I’ve spent the last few days at the University of Dundee, working on my masters project and preparing for the DDD day.
Here’s a quick review of the sessions I went too – it was a great day, shame it’s only once a year
Data mining the social web
Gary’s (@garyshort) talk focused on Twitter for marketing analysis. He’s an accomplished very natural presenter, easily held my attention for an hour, so not much else to say on that
I picked out the calculations used to measure the data with, I probably would have called the session reporting on the social web rather than data mining but maybe that’s being too pedantic and not in the spirit of the day.
Posts by time of day – if people are posting, they’re probably reading too.
Busiest hour = best time put out marketing messages
Acceleration graph, how fast do they start to talk. 1st differentiation
Shows conversations – how engaging is the product?
Use standard deviation to alert when acceleration falls outside the norm
Share of tweets by day, in market space you’re in. Buzz or volume of tweets
Doesn’t show sentiment, but all tweets will be referenced by search engines
I thought this would be difficult to measure in practice, getting all the tweets for the market space you’re in could end up with many different definitions.
Top 10 words by frequency. tab
Reveals words to use in marketing – google adwords
Most frequent posters – Influencers
Most retweets – also influencers, remove the bots (who’s tweets are retweeted the most)
A measure of how much people agree with what you say
Evangelist engagement – replies by post (number of replies / number of posts)
Indication of quality of relationship
Lexical diversity – measurement of vocabulary (distinct words / all words)
Indication of new content injected into community for each new tweet.
10% equals 1 in 10 tweets contains new information
What do conversations look like.
Outliers from main network are called cliques – need to be brought into network to be engaged
Where are my customers – geospatial info. Shows where the tweet was made from
How do I make links more effective, link in 2/3 of tweet
Bit.ly api to show how many links were clicked…
Sentiment – 48hours, minimal, hygiene
Trigram, co-locations
Overall a very good presentation, I would have liked to hear more on how the location data works and the sentiment info. I have no idea how a trigram works! Also shame to not see the code but that boy can talk LOL
SQL, one language to rule them all
Duncan Irving presented on this topic which showed the Teradata approach to data management following the acquisition of Asterdata.
Good breakdown of data related tasks into 3 areas
Knowledge discovery -data science, deriving new informatio – vaguer questions, how does something respond to factors
Decision support. Operational – business grade data
Deep freeze – data storage from an Ito point of view
Then looked at the overlap between KD and DS as operational usage and the elements of data analysis and the users.
Mining – statisticians
Management- DBA, data architects
Analysis- marketeers
Development- programmers
I like this definition of the law of big data
more data outperforms more complex models.

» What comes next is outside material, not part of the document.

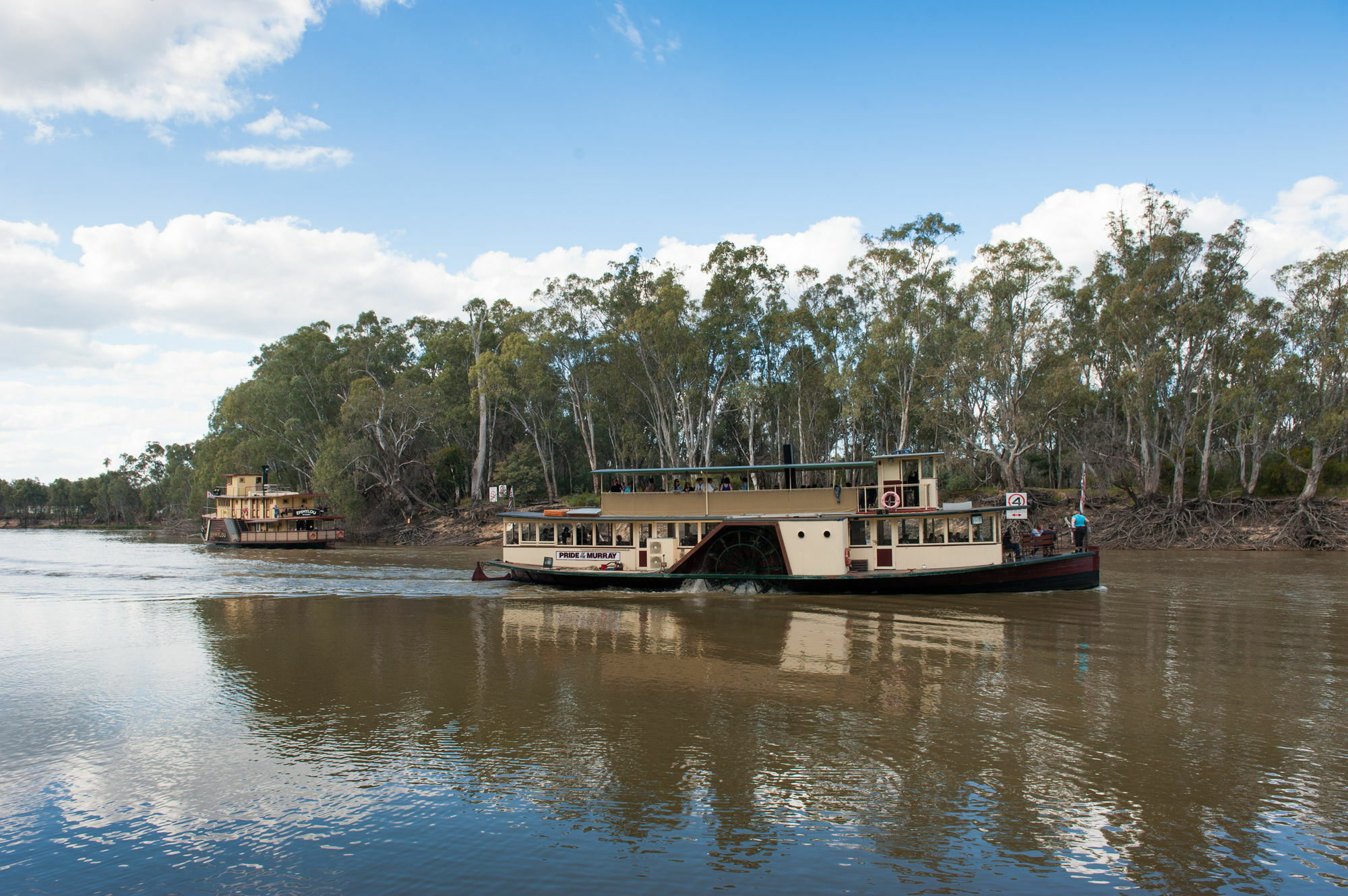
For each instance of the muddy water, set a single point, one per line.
(176, 719)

I’d not heard that before… Also the phrase “repurposing data” is a great one, changing the way data is a analysed, stored or formatted to fit a new purpose.
the rise of investigative analytics requires an investigative architecture
Duncan gave a brief overview of the day to role of a data scientist (big buzzword today)
comp science, Maths, data mining, choosing when data to warehouse or distributed processing is appropriate.
Integration
Investigation
Implementation – feedback to integrate
Output data driven products, insight for decisions, data warehouse
Finishing with the different types of data activity and the EDW should be good at handling all of them.
The Teradata approach is to bring the world of nosql under the RDBMS umbrella using the as asterdata connectors which allow SQL querying of all data.
Nice idea to fit it all together if you can afford it! One of the main ideas behind hadoop is cheap commodity kit, not sure how that translates to the teradata world.
It must be difficult for speakers tied to a particular company to present at an open event like ddd but Duncan did an excellent job, it never felt like a sales pitch, was clear and he’s an entertaining speaker also loved the oil and gas seismology images
Mobile CouchDB
Next i saw the talk on Couch db mobile by Dale Harvey
Nice relaxed style with clear simple slides (even if it was on a mac )
Started with some great stats
3 b users online by 2015
With 15b connected devices
Mobile Issues with
Reliability
Latency
Bandwidth
Securityin
Topology
0.5 sec delay = 20% drop in traffic
I knew nothing about DBs on mobile devices or couch, I thought dale pitched it just right so that a novice like me or some of the more experienced programmers could get something out of it. I’ll definitely download the app on my iPad and have a play around… I like the idea of creating a shopping list that gets sent to my wife’s phone
Getting Started with Hadoop
Next up was my talk on getting started with Hadoop, I’ll leave you to tell me what you thought!
My impression was that,as usual, I speak too fast, miss stuff out and bugger about with the pc too much but hey, I’m a geek that’s all allowed! Only one bit of code messed up when I forgot to transfer the tweet file to hdfs and I didn’t trip up or knock anything over.
I must get in contact with Gary short re: creating all his measures in Hadoop
Then I had to shoot off to get to Edinburg airport to fly home, so missed prof. Whitehorn’s talk – hope Andy videoed it!